Founder and CEO of Pilot Connor Wilson, a serial entrepreneur, came up with the idea of Pilot in 2019 while traveling around Europe. Just after the start of the COVID-19 pandemic in 2020, when no one was traveling at all, he set up the outfit with a group of four founders. The beta of the app launched in 2022, and without any proactive marketing, Pilot quickly picked up 5,000 users. Now, that figure — again, with no marketing to date — has ballooned to more than 20,000.

Wilson believes the strong take-up has been because Pilot is filling a gap in the market.

“The traditional approach [of travel planning] is very siloed, rigid and surprisingly has no element of social connection that is a big part of traveling,” he said in an interview. “So, we’re starting from the travelers’ perspective and embracing collaboration and personalization from the technical side.”

But it is not building a social network, Wilson stresses. Pilot is more like “building consumer software with social functionality, closer to Google Docs, Notion and Strava than Facebook.”

Yes, yes, we know: there are a lot of AI travel apps out there already. Wilson counters that Pilot is not an app that allows users to meet new people to travel together, nor is it an AI-powered travel agency.

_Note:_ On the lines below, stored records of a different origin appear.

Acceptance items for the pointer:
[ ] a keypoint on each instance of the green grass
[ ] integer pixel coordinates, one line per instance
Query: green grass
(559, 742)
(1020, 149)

“Users are not meeting new people via the Pilot app in a blind fashion. They control who they share their plans with,” Wilson said. “Our platform gives them tools to help them connect with and collaborate with their friends, family, and partners through travel.”

Its AI trip planner, called Quickstart, generates an itinerary with personalized recommendations based on the user’s traveling parties’ preferences and allows users to request any edits or changes via chatting with the AI. Users can sign up, click “Create a trip,” and select specific interests they want to include with a couple of clicks. The platform helps users book stays and flights. In the future, the company will allow users to share their trips on its blog.

“It’ll remind people of ChatGPT at first, but the visual layout and robust recommendations are what then make it feel unique,” Wilson said.

 

Image Credits: Pilot

Pilot works on affiliate mode: it’s free for consumers to use, and the company earns commissions from vendors when users book their travels through the Pilot platform. That being said, revenue has not been its focus now. “We’ve been building the platform to plan trips on and growing our community,” said Wilson. “This has set us up to now explore the limitless opportunities for monetization.”

Its web app is available to access worldwide, serving English-speaking countries; its mobile app is coming out later this year, he added. Pilot intends to expand further to the Latin American and Asia markets for travelers.

The outfit aims to benefit all types of travelers, but now its users are primarily underserved travelers. “Those that love to travel in groups of friends and backpackers, digital nomads, and remote workers looking to make the most of their shared experiences,” Wilson says.

Pilot was also a part of the Creative Destruction Lab’s accelerator program this year.

Pilot, which has raised roughly $650,000 from angel investors, is now looking to raise $4 million to focus more on building out its social side of the platform.